As the project’s Executive Producer, Marty is entirely in charge of his decisions. Telling a subordinate about your decision does not shift the responsibility to that person if that decision goes wrong.
Summary of Facts
I haven’t been paid for over half of DOOM Eternal’s music: The game includes more than double the music I was contracted to produce. Rejects, mockups, demos, many of which were never meant for public release. I created this music as part of the development process and shared it with id Software in good faith. But id Software used the music in the game, marketing and soundtrack and still refuses to pay me for it.
The DOOM Eternal OST was a mess
It was announced, with my name attached, and made available for pre-order before I was contracted to produce it. Despite my alarm and constant appeals Marty refused to do anything about the situation, leading to a nine-month delay before I could start work.
- After seven months of inaction, I reported my concerns to Bethesda.
- Bethesda and I negotiated the DOOM Eternal OST directly, without Marty’s involvement.
- I received the contract on March 18, 2020, just 48 hours before DOOM Eternal was released. The delay was announced a week earlier before I was under contract.
Marty withheld crucial details from me until 13 days before my deadline, such as:
- Potential legal trouble they faced for taking pre-orders before it was under contract.
- Details about their internally-produced OST: an alternative edited from my in-game score, which they’d worked on for at least six months without my knowledge or involvement.
I didn’t approve the release: In the days leading up to April 16, Marty cut me out of the process and decided to release their alternative version instead, reducing my direct contributions to filler. Both he, and id Software’s Lead Audio Designer, Chad Mossholder, didn’t allow me to hear the final album and didn’t seek my approval; they weren’t contractually required to do so.
Their poor-quality release immediately drew criticism, and a worried Marty personally asked me for assistance in addressing the situation. I made myself entirely available to Marty and committed to satisfying disappointed customers with a better OST. Marty made it clear he wanted me involved, saying he wanted a positive outcome, had no ill intentions and wanted to resolve the issue professionally.
- He offered to draft a joint statement addressing the situation and announcing plans to move forward.
- He requested I hold off on making further public comments until we could address the public together.

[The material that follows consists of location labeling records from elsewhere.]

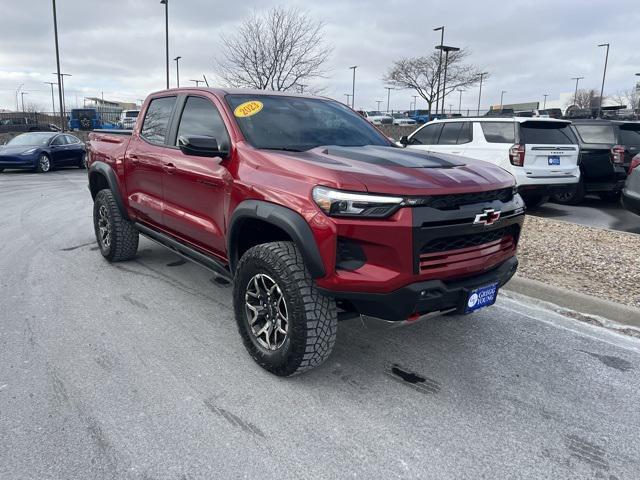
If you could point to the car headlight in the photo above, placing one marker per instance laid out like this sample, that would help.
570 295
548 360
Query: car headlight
347 204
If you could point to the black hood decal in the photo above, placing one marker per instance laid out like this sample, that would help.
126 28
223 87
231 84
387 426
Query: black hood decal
394 157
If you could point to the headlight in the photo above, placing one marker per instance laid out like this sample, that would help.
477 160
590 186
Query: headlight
346 204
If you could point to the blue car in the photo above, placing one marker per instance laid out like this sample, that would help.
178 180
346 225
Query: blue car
42 151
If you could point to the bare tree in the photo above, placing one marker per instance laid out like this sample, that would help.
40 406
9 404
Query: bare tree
280 49
629 98
421 74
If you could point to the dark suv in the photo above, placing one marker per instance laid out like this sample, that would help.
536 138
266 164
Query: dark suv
606 150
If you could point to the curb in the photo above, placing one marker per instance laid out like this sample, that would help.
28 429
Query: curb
578 302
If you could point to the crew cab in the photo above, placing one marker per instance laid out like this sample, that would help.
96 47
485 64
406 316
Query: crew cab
542 154
309 210
606 150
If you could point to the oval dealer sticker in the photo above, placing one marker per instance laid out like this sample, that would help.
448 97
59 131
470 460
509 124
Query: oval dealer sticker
247 109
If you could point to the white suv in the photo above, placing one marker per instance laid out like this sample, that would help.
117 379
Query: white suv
541 153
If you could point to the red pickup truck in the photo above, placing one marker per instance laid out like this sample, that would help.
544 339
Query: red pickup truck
309 210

Marty told me to expect the draft within hours, but it never arrived.
Instead, days later, he published a 2500+ word “open letter” on a fan-run Reddit page that singled me out as the sole cause behind the botched OST. The post attracted thousands of comments and news articles and severely damaged my personal and professional reputation. Worst of all, he did it behind my back whilst leading me on with a bullshit story about working together on a professional solution to the problem.
His statement was full of lies, disinformation and innuendo, and when challenged, his company offered me a six-figure sum to shut up about it. When I tried, time and time again, amid a torrent of abuse, harassment and threats, to resolve the matter more amicably, he constantly refused, worried how addressing the Reddit post would damage his own reputation instead.
But as far as I’m concerned, truth and honesty are more important: Marty’s words damaged my character and attacked my reputation. I have afforded him ample opportunity to address this issue, but his refusal to do so has left me with no option other than to issue this statement.